In 1996, Dave Eckles was a farmer when he became a substitute driver for extra money. After a year, he was hired as a mechanic, but still drove for about six more years, then took over as transportation director for Atlantic Community School District in 2000 where he remained for 18 years.
As the district’s transportation director, Eckles has enjoyed overseeing all aspects of the job, especially interacting daily with drivers, students, and mechanics. As a driver, he enjoyed conversations with his students, and as a mechanic he found it rewarding to know that if a driver came in to the shop, he could "brighten their day a bit,” by fixing their bus, he told School Bus Fleet.
Although it has been challenging to fill bus driver positions for activity trips, dealing with shortages from time to time, he has always been able to count on the support of his drivers and mechanics.
“It’s nice to see everything running smoothly,” Eckles said. “I commend my drivers for making me look good.”
That smooth operation includes the transportation department’s fleet. Eckles began working to convert the fleet from diesel to propane in 2012, purchasing one bus that year, and a few more the following year.
The department installed a propane fueling station in 2016 and bought more propane buses, and now close to half of the fleet runs on propane.
With support from the district’s superintendent, he made the decision to convert the fleet in an effort to lessen pollution around students and staff and reduce costs, Eckles said.

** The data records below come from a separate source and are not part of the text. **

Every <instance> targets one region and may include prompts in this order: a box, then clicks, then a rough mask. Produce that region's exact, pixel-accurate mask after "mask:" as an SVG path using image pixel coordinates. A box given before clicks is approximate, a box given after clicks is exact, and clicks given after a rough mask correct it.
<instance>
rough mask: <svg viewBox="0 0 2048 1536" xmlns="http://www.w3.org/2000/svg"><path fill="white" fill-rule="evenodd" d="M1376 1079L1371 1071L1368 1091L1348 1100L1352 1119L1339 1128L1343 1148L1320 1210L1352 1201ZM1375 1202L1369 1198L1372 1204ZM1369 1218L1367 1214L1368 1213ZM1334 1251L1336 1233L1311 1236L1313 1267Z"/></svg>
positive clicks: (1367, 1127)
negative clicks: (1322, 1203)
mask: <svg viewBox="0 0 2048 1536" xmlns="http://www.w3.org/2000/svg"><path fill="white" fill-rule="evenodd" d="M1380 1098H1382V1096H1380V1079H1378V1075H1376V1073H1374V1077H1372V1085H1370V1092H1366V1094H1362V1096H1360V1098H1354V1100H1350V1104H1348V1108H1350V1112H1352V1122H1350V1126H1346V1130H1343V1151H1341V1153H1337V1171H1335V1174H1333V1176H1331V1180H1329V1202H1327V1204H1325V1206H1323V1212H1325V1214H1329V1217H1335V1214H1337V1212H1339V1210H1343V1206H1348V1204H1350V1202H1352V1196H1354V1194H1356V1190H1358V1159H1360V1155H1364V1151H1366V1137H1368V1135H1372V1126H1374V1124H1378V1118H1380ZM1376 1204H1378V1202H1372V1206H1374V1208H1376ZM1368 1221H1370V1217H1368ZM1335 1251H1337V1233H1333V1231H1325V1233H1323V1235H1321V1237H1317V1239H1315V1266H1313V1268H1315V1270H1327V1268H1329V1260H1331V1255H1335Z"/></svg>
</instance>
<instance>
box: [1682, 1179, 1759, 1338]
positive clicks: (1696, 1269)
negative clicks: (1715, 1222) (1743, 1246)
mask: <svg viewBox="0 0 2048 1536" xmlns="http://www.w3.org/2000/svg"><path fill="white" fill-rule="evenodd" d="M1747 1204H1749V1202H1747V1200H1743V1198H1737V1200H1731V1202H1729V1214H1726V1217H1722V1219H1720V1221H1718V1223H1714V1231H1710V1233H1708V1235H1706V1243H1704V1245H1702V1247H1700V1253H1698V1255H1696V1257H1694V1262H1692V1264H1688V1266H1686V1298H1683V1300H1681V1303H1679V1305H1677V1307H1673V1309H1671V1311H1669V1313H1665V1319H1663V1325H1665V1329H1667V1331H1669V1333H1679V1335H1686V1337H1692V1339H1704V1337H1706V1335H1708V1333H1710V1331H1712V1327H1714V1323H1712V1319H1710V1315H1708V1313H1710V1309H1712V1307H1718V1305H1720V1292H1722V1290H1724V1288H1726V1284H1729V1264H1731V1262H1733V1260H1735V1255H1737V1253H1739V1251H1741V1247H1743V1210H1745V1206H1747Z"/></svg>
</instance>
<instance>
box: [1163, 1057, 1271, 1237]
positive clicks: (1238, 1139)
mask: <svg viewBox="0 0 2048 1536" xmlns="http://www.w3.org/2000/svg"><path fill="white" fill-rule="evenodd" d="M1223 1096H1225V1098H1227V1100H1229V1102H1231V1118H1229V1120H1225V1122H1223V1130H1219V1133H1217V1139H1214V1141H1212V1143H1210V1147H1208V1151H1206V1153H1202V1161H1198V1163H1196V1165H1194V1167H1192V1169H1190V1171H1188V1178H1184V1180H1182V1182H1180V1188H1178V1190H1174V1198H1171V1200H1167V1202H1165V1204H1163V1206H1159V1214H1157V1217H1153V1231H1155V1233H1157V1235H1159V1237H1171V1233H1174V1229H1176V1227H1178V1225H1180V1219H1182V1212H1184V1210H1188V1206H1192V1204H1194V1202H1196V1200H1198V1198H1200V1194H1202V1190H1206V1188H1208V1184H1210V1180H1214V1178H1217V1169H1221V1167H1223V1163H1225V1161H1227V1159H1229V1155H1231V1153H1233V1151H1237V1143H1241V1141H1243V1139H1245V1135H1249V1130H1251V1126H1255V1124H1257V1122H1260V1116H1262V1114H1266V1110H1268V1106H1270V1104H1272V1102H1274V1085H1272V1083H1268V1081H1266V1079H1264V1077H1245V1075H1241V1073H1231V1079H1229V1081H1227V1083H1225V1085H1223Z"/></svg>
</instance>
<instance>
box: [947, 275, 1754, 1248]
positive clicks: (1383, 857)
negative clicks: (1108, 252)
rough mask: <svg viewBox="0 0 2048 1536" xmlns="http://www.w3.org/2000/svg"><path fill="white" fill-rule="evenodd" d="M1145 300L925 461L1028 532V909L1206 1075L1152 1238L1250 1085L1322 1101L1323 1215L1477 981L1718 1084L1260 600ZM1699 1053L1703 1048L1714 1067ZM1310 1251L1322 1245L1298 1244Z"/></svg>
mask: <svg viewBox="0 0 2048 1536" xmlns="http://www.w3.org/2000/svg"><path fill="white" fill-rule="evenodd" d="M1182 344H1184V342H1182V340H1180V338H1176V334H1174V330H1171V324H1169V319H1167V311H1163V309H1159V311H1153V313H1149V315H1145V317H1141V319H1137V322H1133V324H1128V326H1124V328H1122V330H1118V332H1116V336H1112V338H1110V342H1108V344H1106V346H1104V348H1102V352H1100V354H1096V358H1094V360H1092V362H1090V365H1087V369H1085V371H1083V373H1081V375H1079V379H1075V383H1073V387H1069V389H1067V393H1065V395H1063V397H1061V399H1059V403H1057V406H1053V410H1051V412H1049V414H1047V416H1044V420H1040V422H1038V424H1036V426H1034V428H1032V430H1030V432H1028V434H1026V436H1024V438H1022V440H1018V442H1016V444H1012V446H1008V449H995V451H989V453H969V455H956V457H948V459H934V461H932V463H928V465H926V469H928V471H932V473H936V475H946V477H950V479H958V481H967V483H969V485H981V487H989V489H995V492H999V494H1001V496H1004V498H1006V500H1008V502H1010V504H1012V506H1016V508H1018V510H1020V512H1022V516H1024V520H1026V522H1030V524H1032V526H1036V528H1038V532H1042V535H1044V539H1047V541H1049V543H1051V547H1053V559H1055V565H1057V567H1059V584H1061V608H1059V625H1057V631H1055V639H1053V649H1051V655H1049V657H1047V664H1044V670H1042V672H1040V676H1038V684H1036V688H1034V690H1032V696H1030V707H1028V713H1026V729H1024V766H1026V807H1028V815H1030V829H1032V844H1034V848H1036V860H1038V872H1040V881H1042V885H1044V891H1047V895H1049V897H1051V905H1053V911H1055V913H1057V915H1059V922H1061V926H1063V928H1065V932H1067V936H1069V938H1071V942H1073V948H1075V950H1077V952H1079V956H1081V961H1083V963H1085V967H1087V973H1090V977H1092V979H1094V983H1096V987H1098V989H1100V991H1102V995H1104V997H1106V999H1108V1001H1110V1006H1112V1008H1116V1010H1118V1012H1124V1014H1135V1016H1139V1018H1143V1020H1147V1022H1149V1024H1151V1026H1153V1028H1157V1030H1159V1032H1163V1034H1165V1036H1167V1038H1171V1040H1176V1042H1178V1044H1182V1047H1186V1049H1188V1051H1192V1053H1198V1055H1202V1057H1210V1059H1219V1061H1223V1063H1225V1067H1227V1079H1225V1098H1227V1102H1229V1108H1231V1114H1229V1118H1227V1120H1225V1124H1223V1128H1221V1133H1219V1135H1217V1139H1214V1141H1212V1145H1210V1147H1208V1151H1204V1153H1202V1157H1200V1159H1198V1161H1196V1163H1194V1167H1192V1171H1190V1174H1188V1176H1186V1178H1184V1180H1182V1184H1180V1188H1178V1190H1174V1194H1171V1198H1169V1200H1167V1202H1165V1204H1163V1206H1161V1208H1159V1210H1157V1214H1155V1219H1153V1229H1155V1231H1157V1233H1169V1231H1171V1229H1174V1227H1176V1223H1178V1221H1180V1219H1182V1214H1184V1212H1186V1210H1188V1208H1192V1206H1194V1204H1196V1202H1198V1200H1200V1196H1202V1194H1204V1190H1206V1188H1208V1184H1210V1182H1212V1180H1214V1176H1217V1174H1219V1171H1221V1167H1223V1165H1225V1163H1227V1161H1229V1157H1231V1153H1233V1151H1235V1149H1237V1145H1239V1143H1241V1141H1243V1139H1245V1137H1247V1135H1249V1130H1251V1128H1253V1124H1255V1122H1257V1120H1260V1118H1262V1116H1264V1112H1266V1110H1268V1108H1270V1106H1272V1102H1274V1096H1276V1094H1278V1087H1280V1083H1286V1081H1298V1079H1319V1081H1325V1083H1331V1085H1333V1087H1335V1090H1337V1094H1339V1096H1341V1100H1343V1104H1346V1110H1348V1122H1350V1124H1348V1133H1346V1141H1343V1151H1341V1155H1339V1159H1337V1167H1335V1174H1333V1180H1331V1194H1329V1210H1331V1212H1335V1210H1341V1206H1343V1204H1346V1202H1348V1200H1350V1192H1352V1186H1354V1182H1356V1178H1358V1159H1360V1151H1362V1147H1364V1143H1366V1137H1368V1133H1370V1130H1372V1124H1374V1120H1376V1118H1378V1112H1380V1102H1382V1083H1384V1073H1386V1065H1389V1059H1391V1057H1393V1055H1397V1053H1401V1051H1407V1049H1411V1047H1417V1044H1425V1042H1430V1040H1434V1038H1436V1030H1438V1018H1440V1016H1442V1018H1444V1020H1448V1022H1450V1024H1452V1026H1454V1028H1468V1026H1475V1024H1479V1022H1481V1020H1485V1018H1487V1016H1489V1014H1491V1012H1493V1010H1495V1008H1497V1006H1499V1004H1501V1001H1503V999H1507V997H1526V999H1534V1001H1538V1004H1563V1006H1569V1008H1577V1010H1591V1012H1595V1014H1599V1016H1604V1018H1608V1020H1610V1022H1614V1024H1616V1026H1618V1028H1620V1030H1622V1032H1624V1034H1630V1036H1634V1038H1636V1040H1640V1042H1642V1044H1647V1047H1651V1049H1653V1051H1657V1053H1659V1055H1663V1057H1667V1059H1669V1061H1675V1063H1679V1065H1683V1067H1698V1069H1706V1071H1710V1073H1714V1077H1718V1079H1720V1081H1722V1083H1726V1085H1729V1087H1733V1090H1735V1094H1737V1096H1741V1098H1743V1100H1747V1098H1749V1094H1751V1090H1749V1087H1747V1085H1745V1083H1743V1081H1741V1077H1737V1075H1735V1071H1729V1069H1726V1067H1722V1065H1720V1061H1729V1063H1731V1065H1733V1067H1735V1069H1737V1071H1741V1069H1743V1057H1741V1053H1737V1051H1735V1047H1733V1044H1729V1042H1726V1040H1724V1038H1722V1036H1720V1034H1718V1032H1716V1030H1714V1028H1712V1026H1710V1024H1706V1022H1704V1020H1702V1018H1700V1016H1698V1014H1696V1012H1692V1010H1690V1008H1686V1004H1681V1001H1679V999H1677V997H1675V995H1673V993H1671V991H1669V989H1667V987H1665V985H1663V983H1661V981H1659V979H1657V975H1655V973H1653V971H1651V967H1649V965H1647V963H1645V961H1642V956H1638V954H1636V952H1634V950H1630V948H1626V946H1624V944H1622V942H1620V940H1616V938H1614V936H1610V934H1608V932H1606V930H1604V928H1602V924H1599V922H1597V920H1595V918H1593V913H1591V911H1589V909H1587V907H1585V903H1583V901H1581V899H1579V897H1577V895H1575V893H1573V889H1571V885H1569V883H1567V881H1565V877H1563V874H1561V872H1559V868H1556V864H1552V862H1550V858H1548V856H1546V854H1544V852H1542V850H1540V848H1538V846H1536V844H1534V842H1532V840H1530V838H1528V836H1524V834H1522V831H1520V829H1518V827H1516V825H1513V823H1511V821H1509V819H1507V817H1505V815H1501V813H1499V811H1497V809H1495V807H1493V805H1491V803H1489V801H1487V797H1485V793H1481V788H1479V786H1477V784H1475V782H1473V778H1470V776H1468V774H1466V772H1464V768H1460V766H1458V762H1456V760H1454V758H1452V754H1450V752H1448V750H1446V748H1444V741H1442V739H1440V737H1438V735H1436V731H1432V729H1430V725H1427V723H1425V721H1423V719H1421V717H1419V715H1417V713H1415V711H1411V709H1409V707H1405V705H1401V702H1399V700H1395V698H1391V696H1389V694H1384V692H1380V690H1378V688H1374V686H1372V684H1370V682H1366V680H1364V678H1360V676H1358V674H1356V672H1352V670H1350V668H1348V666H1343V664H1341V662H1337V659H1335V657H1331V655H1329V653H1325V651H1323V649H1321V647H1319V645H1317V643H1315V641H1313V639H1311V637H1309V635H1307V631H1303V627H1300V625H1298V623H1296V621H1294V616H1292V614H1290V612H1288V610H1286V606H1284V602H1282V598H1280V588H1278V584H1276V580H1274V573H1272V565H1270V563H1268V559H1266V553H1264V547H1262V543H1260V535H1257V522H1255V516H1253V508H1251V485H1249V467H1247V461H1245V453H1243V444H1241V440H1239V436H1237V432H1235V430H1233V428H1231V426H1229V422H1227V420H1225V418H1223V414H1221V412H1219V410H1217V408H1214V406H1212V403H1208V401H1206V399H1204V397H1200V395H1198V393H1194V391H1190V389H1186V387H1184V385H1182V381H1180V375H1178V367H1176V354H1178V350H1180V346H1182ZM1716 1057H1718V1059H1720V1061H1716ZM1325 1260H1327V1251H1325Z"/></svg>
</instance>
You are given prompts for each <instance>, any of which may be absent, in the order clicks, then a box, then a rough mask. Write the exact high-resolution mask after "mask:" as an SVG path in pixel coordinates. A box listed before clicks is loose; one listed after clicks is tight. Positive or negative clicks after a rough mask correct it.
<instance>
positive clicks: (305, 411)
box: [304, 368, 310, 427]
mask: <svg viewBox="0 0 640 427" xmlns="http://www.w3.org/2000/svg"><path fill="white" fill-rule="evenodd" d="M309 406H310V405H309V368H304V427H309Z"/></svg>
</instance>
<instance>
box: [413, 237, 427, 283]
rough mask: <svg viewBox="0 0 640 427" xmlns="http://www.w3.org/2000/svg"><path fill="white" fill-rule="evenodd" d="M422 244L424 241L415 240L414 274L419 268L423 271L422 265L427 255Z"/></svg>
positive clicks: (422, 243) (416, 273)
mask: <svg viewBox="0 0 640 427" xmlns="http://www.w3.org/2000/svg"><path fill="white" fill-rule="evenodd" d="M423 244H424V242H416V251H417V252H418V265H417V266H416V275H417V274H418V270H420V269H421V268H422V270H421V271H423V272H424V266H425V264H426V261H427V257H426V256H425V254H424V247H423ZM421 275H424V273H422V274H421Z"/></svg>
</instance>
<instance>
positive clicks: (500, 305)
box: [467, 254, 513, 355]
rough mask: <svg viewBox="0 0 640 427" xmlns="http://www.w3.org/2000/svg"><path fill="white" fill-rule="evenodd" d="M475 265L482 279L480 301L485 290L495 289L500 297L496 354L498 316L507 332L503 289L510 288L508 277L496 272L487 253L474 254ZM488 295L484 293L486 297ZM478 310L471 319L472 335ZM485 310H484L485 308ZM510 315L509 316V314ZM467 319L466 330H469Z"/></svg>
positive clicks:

Additional benefits of the propane buses have been improved student behavior, because the buses run more smoothly and quietly, and they heat up quickly in the winter, he added.
There have been some amusing moments along the way, Eckles noted. He told one bus driver that she should start a diary of all the occurrences on her rural route. In particular, one day just under 10 years ago she brought her bus back to the yard and it had a mailbox stuck in the rear window.
“She couldn’t remove it,” he recalled. “I had to go pry it loose.”
Eckles has also served on the Iowa Pupil Transportation Association’s board of directors and on the Iowa Department of Education’s Maintenance and Inspection Advisory Council (MIAC) for many years.
Max Christensen, an executive officer for school transportation at the Iowa Department of Education, has worked with Eckles on the council, and noted that he has participated in a number of pilot projects in Iowa.
“The MIAC helps our inspection team work through issues that arise throughout the year, plus they are an integral part of the process when we update our construction standards,” Christensen said. “Plus, he's just a super nice guy on top of all of it. I'm going to miss him, but I wish him the best of luck in retirement: he has certainly earned it.”
Eckles’ retirement was effective Dec. 31. (A successor hasn’t been named yet.) He plans to spend more time with his family on his small farm, where he has a lot of fix -up projects planned, and do some fishing and traveling with his wife, he said.
Despite concluding his school transportation career, he will remember it fondly.
“It’s one of those positions you never start out in life thinking you’re going to get,” he said. “It’s one of those jobs you grow to love.”